Entre as cinco cidades mais populosas do estado, Nova Iguaçu tem o menor índice de esgoto — do total gerado — tratado: um percentual irrisório de 0,4%, segundo o Ministério das Cidades. O município tem contrato de serviços com a Cedae desde 2004. A concessão se estende até 2034, e a companhia tem o direito de cobrar por serviços em 149.981 imóveis. Apesar disso, a Cedae informa que não manda fatura de esgoto. Mas também não investe. A lógica por lá é regra na Baixada: a tubulação do vaso sanitário desemboca em rios que vão para a Baía de Guanabara.

O motorista de caminhão Daniel Assis, morador do bairro Caioaba, diz não saber de quem é a responsabilidade pelo esgoto. Sua casa está fincada às margens do Rio Botas. Basta uma forte chuva para o rio — chamado de valão — transbordar e espalhar pelas ruas um líquido fétido. Seu vizinho, Leonardo Fernandes conta que já se acostumou com o cheiro de esgoto:

— Todo mundo joga o esgoto aí no rio. Cheiro fica ruim mesmo quando faz muito sol.

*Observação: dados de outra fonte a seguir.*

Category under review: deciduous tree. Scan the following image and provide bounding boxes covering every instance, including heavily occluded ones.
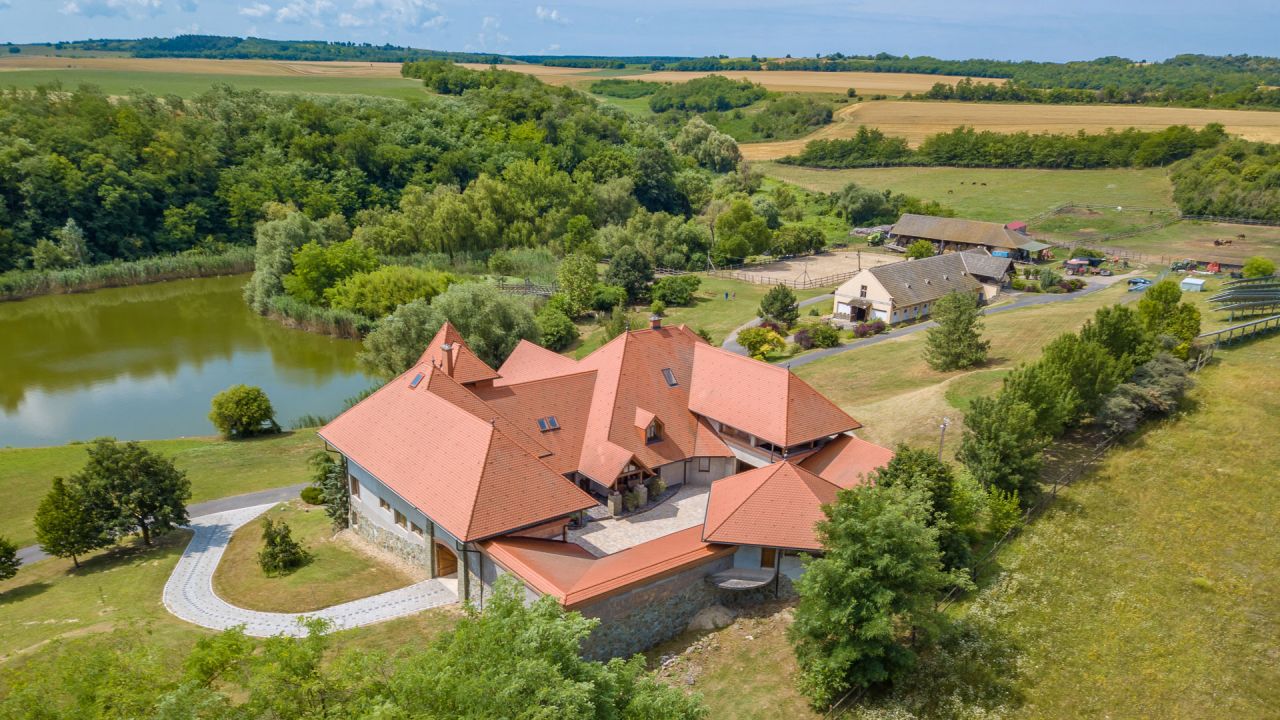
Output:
[958,396,1046,506]
[791,484,968,707]
[0,536,18,581]
[906,239,936,259]
[34,477,110,568]
[604,246,654,303]
[556,253,598,317]
[1241,255,1275,279]
[74,438,191,546]
[209,385,279,438]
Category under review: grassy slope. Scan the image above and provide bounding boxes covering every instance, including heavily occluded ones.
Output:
[0,69,429,99]
[991,338,1280,717]
[212,500,415,613]
[756,163,1174,221]
[0,430,323,548]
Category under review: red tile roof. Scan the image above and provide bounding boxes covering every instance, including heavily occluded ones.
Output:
[494,340,581,386]
[319,363,595,542]
[702,461,839,551]
[799,435,894,489]
[689,343,861,447]
[418,322,501,386]
[482,526,735,609]
[473,371,598,476]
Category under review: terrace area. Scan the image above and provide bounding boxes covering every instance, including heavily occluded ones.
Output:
[568,482,712,556]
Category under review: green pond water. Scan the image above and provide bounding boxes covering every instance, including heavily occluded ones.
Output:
[0,275,375,448]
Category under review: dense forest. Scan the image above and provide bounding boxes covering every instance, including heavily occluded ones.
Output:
[1170,139,1280,222]
[37,35,506,63]
[784,124,1229,169]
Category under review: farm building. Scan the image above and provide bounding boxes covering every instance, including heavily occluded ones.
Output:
[1181,277,1207,292]
[889,213,1051,261]
[320,320,893,658]
[832,249,1013,323]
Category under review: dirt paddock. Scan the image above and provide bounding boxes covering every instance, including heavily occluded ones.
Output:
[724,249,901,285]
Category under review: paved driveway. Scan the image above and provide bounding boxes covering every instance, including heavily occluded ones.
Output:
[162,503,456,637]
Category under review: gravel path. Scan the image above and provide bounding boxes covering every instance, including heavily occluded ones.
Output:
[162,503,456,637]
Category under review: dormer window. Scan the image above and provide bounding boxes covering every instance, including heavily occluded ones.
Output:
[537,416,560,432]
[662,368,678,387]
[645,418,663,444]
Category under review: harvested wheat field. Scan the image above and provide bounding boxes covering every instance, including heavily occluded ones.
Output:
[741,100,1280,160]
[0,56,407,77]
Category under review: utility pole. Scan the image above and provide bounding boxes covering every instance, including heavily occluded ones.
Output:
[938,417,950,459]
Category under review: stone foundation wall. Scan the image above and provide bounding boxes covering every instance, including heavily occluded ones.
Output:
[352,502,429,569]
[579,556,732,660]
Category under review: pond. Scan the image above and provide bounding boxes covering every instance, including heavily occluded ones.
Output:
[0,275,376,448]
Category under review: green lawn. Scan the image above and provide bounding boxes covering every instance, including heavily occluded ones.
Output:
[0,430,323,548]
[0,69,431,99]
[756,163,1174,222]
[569,276,829,358]
[588,93,656,117]
[213,500,415,613]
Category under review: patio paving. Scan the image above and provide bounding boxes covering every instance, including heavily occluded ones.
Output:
[568,483,711,556]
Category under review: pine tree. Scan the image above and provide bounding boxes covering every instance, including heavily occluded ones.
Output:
[258,517,310,576]
[758,284,799,328]
[0,536,19,581]
[34,477,111,568]
[923,291,990,371]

Prefeito da cidade, Nelson Bornier (PMDB) diz por e-mail, “não estar satisfeito” com os serviços da Cedae, mas não explicou o porquê de não exigir a regulação dos serviços ou o cancelamento do contrato. A prefeitura informa que opera oito pequenas estações de tratamento de esgoto (ETEs). Há um contrato de serviços do município com a empresa Engesan Engenharia e Sanaemento. Bornier, no entanto, não revelou os valores do contrato. E acrescentou que está “licitando a construção de mais cinco ETEs”. Uma outra unidade está sob a responsabilidade da Cedae.

ETE inoperante há 18 anos

Morador de São Gonçalo, cidade com mais de um milhão de habitantes, o aposentado Jorge da Cunha Pinheiro paga todos os meses R$ 100 à Cedae. Mas sempre que vai tentar pescar na Baía de Guanabara — hábito antigo —, precisa encarar um malcheiroso valão de esgoto na Praia das Pedrinhas, às margens da BR-101. Bem perto dali, enormes cúpulas de concreto eram para ser uma estação de tratamento de esgoto (ETE) há pelo menos 18 anos, o que nunca aconteceu. Até hoje, placas fixadas na entrada da unidade falam de obras de 2007, que beneficiariam “280 mil moradores” e custaram R$ 12,53 milhões.

— Há mais de 30 anos pesco na baía. Aqui tinha peixe, mexilhão, caranguejo. Hoje, é só esgoto — diz o aposentado.

A Cedae informou que, em até quatro meses, a ETE São Gonçalo estará, enfim, reinaugurada. Mais uma promessa. O presidente da estatal, Wagner Victer, informou, há dois anos, que tudo ficaria pronto em março de 2012.

Secretário de Obras de São Gonçalo, Antônio José Raimundo conta que, em recente reunião com a Cedae, foi informado de que, em 20 anos, será possível tratar 100% do esgoto da cidade. Segundo ele, nenhuma das cinco estações de tratamento de esgoto do município funciona. E acena para a possibilidade de conceder os serviços à iniciativa privada. São Gonçalo tem apenas 8,4% de seu esgoto oficialmente tratado. Resta saber onde estão as unidades que tratam este esgoto.